Continued Studies of the Environment on Puberty
A significant paper, featured in Pediatrics (Pediatrics 2010;126:e583-90), demonstrated that girls are maturing at younger ages than previously reported. The findings were an outgrowth of our “Continued Studies of the Environment on Puberty” project, a longitudinal NIH-funded multi-site study headed by Frank Biro, MD, principal investigator. Several division members, as well as members of Biostatistics and Epidemiology, and the UC Department of Environmental Health, also participate in this project, which includes epidemiology, community outreach and translational cores. This continues the work of a previous seven-year project, “Puberty and Cancer Initiation.” We seek to understand the influences of environmental exposures on timing of puberty, as well as whether these exposures could be related to the relationship of timing of menarche on risk of breast cancer. Participants are seen annually in the Clinical Translational Research Center (CTRC). A related NIH project, “Impact of Peripubertal Exposure to Xenohormones on Fat Distribution and Cytokines,” explores environmental exposures on the relationships between bone mineral content, insulin resistance, and cytokines during pubertal maturation.

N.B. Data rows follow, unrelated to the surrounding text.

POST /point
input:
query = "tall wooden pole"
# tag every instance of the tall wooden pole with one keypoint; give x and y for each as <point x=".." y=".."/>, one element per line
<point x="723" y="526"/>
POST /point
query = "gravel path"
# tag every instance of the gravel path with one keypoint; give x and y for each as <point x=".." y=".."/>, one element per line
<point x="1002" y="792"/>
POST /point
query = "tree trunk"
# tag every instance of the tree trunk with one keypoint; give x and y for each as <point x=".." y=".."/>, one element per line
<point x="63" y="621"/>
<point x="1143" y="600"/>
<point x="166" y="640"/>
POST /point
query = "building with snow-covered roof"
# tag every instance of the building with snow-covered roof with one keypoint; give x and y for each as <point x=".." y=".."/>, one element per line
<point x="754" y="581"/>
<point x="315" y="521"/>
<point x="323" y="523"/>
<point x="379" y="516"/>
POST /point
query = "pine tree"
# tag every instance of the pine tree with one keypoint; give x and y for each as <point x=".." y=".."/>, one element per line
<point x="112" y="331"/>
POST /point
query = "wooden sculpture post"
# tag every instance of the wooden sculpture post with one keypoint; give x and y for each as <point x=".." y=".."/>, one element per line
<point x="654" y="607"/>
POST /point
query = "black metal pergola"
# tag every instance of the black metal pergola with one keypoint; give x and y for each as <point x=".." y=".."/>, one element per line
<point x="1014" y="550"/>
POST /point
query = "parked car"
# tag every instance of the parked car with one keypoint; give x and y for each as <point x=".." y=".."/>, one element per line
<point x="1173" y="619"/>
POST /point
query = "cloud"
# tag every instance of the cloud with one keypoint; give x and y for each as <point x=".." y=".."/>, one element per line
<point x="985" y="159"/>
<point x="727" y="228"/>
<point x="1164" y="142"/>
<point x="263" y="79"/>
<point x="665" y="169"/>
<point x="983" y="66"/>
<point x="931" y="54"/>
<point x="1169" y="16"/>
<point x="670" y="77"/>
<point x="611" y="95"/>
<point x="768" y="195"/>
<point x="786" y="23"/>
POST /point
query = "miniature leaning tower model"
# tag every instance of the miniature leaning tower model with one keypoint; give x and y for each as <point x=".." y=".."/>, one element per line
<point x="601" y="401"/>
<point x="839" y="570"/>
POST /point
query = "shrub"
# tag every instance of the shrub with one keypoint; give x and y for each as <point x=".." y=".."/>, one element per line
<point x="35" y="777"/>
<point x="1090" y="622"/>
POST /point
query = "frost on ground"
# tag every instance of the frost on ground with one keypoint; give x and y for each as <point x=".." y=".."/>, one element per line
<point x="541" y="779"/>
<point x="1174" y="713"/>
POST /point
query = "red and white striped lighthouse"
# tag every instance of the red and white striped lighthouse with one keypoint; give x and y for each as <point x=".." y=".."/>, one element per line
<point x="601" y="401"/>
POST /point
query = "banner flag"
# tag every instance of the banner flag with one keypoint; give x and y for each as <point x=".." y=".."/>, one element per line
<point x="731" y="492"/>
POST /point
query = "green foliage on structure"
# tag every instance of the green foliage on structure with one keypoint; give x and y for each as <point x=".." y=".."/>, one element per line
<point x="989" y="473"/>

Office of Faculty Development
The Office for Faculty Development (OFD), housed within the Division of Adolescent Medicine, was launched in May 2010. The office seeks to enhance the academic environment within the Research Foundation to support and reward professional activities among faculty; promote recruitment, retention and career advancement; improve promotion rates and leadership opportunities for women and minority faculty; enhance career and work-life satisfaction; and provide faculty with resources to advance their careers. The office, directed by Jessica Kahn, MD, MPH, Assistant Chair of Academic Affairs and Faculty Development, offers monthly career seminars, a grantsmanship training program and a core leadership training program.
Asthma Innovation Lab
The Asthma Innovation Laboratory bridges research and health care improvement. Clinical activities, led by Maria Britto, MD, MPH, are housed within the Teen Health Center. The Lab develops and prototypes care delivery innovations, translates existing research resources into practice-friendly tools, and uses quality improvement methods to continuously enhance the clinical care it provides to nearly 180 adolescents with asthma. In the past year, our interventions helped 60 percent of our patients with poorly controlled persistent asthma achieve good control, compared to 25 percent the prior year. Interventions included vigorous contact (phone, texting, schools), as well as tracking and coordinated delivery of available evidence-based care (trigger avoidance, skill development, treatment of co-morbidities). We also have encouraged 35 percent of our patients to enroll in one or more research projects. Our upcoming focus will be to serve as a pilot site for a comprehensive Epic-based population management system and improving coordination between primary and specialty asthma care.